В тот месяц… дурацкое начало, презираю себя за такое картонное начало, но по-другому и не расскажешь. Именно в январе, когда я тосковала, болела, не спала, чувствовала себя несчастной и от этого все вокруг, а главное – мой сын, тоже чувствовали себя несчастными, в один из этих холодных дней старшина погранзаставы Грыгоровыч вошел в мой дом, из плотно застегнутого его военного пограничного тулупа была видна твоя маленькая испуганная морда. Остальной ты был замотан в теплую тельняшку с начесом. «Шоб нэ застудывся малый», – объяснил Грыгоровыч и, не принимая никаких возражений, собственно как всегда и во всем, расстегнул тулуп, бережно размотал малого и протянул мне, держа под голое твое горячее пузо. От тебя солидно, по-военному воняло псиной из собачьих вольеров погранзаставы.
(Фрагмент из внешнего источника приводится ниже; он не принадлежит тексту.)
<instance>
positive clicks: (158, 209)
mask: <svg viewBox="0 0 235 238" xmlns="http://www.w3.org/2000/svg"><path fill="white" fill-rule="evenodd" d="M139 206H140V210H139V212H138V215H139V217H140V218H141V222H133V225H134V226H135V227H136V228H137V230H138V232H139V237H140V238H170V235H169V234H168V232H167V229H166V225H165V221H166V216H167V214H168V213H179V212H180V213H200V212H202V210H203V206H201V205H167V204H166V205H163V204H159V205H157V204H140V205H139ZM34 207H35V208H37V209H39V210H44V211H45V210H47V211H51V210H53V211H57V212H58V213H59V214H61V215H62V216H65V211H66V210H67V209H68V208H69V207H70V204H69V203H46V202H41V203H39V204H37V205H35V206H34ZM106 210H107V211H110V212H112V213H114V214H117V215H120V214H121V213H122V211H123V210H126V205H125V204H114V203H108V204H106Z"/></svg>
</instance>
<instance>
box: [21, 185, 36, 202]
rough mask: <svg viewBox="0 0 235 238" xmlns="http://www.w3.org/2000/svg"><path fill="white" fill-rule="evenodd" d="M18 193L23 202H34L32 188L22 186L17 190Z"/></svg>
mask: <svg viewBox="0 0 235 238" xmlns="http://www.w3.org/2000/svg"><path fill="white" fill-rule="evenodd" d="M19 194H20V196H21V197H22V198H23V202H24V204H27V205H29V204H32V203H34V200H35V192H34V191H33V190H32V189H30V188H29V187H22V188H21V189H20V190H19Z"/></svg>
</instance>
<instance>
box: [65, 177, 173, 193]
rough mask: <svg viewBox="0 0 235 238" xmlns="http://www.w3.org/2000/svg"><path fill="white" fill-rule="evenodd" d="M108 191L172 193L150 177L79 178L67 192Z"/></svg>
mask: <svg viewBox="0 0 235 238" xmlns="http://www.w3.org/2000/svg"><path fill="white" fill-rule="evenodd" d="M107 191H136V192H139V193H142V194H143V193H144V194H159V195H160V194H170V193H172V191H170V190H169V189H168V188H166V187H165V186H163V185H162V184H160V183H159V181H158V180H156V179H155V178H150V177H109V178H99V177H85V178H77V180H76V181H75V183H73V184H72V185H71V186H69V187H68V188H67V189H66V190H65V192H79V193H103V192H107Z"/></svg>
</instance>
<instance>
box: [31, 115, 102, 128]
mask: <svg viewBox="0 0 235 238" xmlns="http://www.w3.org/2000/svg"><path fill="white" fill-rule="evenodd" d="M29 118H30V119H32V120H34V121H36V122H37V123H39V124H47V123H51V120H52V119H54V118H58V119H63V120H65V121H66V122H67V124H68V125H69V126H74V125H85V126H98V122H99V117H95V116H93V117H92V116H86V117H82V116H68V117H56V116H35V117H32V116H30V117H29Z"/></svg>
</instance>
Ты охотно, чавкая, шморгая и чихая, поел, напустил лужу, засмущался, и я понесла тебя в ванную, купать. Мы выделили тебе младенческую ванночку нашего подросшего к тому времени сына. Ты терпеливо снес экзекуцию. Закутанного в старое одеяло я уложила тебя в кресло под батарею отопления. Ты вырубился, и маленький, размером в две моих ладони, обстоятельно, по-мужски захрапел. И в следующий раз после купания ты, умница такая, сам побежал и взобрался в то же самое кресло около батареи. Запомнил. И потом всю жизнь после помывки ты усаживался в то самое кресло – это был твой ритуал, и не важно, зимой ли, когда батарея была теплая, либо летом в жару, когда мы купали тебя на террасе. Ты все равно бежал в дом и умащивался в то самое кресло. И спал. У тебя были густые шоколадные ресницы, чуткие восхитительные брови. И абсолютно человеческие глаза.

Миг, когда я была абсолютно счастлива, абсолютно забыв на минуту о своих проблемах, ответственности, обязанностях, был связан напрямую с тобой.

К нам приехала подруга Наташа. Мы впервые оставили тебя одного в доме и уехали выгуливать гостью. Нам было весело, и я, честно говоря, не очень волновалась о тебе: в тепле, накормлен, игрушки. Ну один, подумаешь. А ты, оказывается, почему-то решил, что я бросила тебя и ушла навсегда. Боже мой, как же ты бросился ко мне, подвывая и поскуливая, когда я вошла в дом. Нет, сначала ты не мог поверить, что я вернулась, а потом – как кинулся! Как ты обнимал лапами мои руки, подпрыгивал, мягко заваливаясь на бок, такой еще маленький, толстый, косолапый, кричал и радостно, и обиженно, и опять радостно: «Ты вернулась! Ты пришла! Я знал! Я знал, что меня не бросишь, я знал!» И я так была счастлива этой твоей радостью и чувствовала себя такой виноватой и растроганной. В тот вечер (опять! Ну когда я уже научусь нормально писать?) ты не отходил от меня – все время усаживался на мою тапку, чтобы наверняка, чтобы удержать, чтобы я не ушла. С тех пор, когда мне приходилось уходить, я несла тебя в дом моих родителей. Они тебя тоже очень любили, поэтому, когда ты был еще совсем маленький, они молча, без всяких упреков сняли все ковровое покрытие с полов, понятно почему, ты ведь иногда ошибался, заигрывался и не успевал. Зато там у тебя было великолепное ложе – тебе постелили одеялко, и ты спал головой на небольшой плоской подушке. Пузом вверх. И никогда не путал – подушка под головой, хвост на одеяле. Очень ловко ты устраивался спать. Не то что этот дурак кот. Как брякнется, так и спит, да? Помнишь? И как ровно в четыре часа дня у тебя начиналось счастливое время: ты просто начинал бегать, туда-сюда, хехекая и вывалив язык. Мои родители открывали тебе все двери в квартире, чтобы дистанция твоя была подлинней. А в пять часов ты просил десерта. Мама угощала тебя разведенным сгущенным молоком с булкой. Это был ее с тобой секрет, потому что вообще-то собакам сладкого нельзя. А вечером приходила я, и мы с тобой минут десять орали друг другу «ура!» и обнимались.